RELATED: Guest Column: Reducing Opioid Deaths Will Take All of Us by Kirk Lane

“From an economic standpoint, what I see is an exacerbation of lower income problems because those are the ones who end up in my court on code enforcement,” Morley says. “These folks, they don’t have any money and the only teeth I have is to fine them, but they can’t pay the fines.”

Morley speculates that what those people need most is better social services. North Little Rock’s police chief is on the same page.

“From my perspective, it’s all about treatment,” Davis says. “Pour the money into those kinds of things to stop this from getting worse.”
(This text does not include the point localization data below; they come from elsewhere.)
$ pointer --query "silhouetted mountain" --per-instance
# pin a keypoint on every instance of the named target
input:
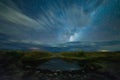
(70, 46)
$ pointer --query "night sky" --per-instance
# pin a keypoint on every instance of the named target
(59, 21)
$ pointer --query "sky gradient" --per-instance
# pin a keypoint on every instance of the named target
(59, 21)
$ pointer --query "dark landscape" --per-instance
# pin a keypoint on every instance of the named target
(26, 65)
(59, 39)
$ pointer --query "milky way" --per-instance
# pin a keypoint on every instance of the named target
(59, 21)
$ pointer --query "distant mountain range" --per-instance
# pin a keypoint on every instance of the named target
(69, 46)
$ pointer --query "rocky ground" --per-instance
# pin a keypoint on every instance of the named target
(30, 74)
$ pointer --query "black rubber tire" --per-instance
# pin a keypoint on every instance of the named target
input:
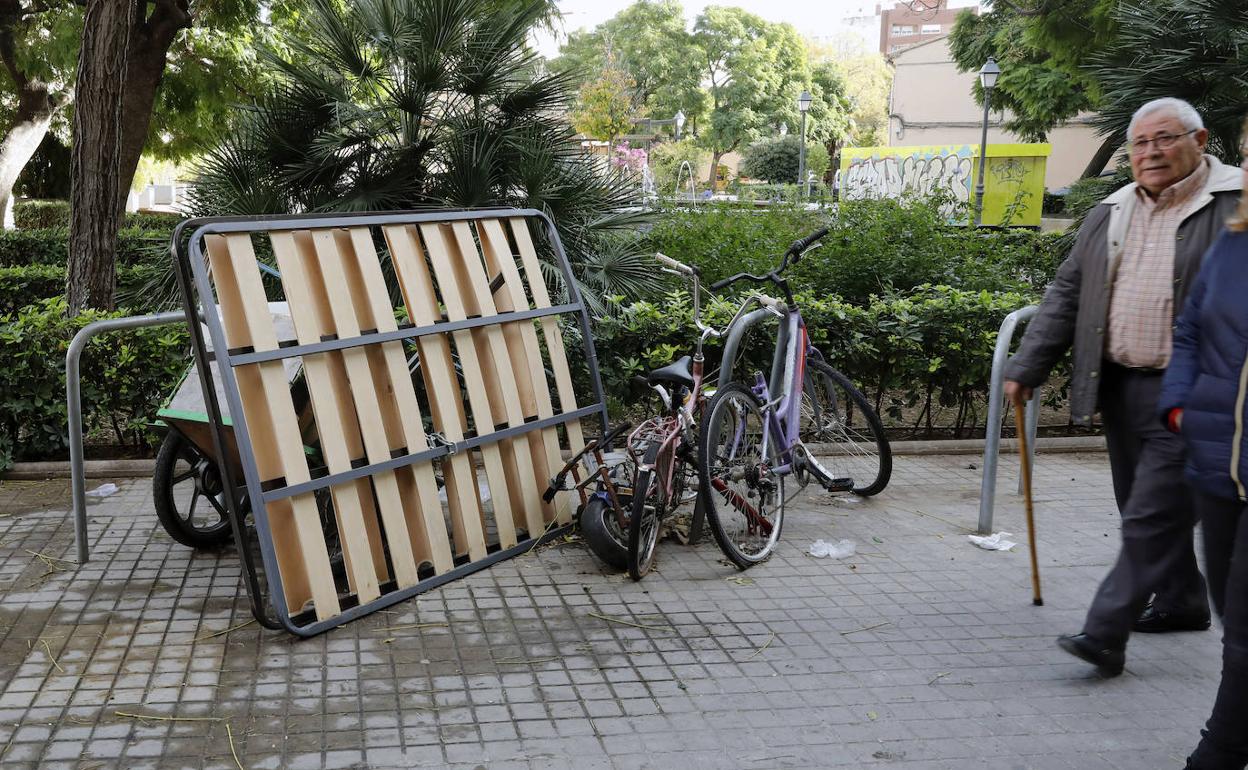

But services cost local governments money, of course. And Colin Jorgensen, litigation counsel for the Association of Arkansas Counties, says it’s unlikely most of the state’s counties have the resources to increase such offerings.

“[W]hile the epidemic increases demand for those services, at the same time, it has negatively impacted tax revenue due to lost productivity and declining labor forces and other economic impacts,” he says. “So most, if not all, counties would be unable to spend more money because there isn’t more money to spend.”

While the AAC doesn’t currently have a quantified list of how much is being spent by its member counties to address the opioid epidemic, that may soon change. Through the AAC and the Arkansas Municipal League, all 75 counties are pursuing a lawsuit against opioid manufacturers and distributors. During that lawsuit, they will investigate exactly what the economic impact of the epidemic has been on the counties, Jorgensen said.

Filed in Crittenden County Circuit Court, the suit seeks unspecified damages, to include “past damages and restitution for monies spent by the state, counties, and cities for those extraordinary and additional services which they would not have otherwise incurred but as a result of the Arkansas opioid epidemic and their past efforts to abate it.”

Whatever the outcome of that suit, Drug Director Lane believes that it’s going to take an increase in treatment to adequately address the crisis and reduce the costs that are being incurred across the fiscal spectrum.

“I think, economically, if we all do that and start working toward those ends, some of those cost factors will significantly go down from impact on crime and on families, social services, foster care, state services,” he says. “It would impact the state significantly for the better if we all accepted responsibility that, in essence, we all created that problem and we all need to work to solve it.”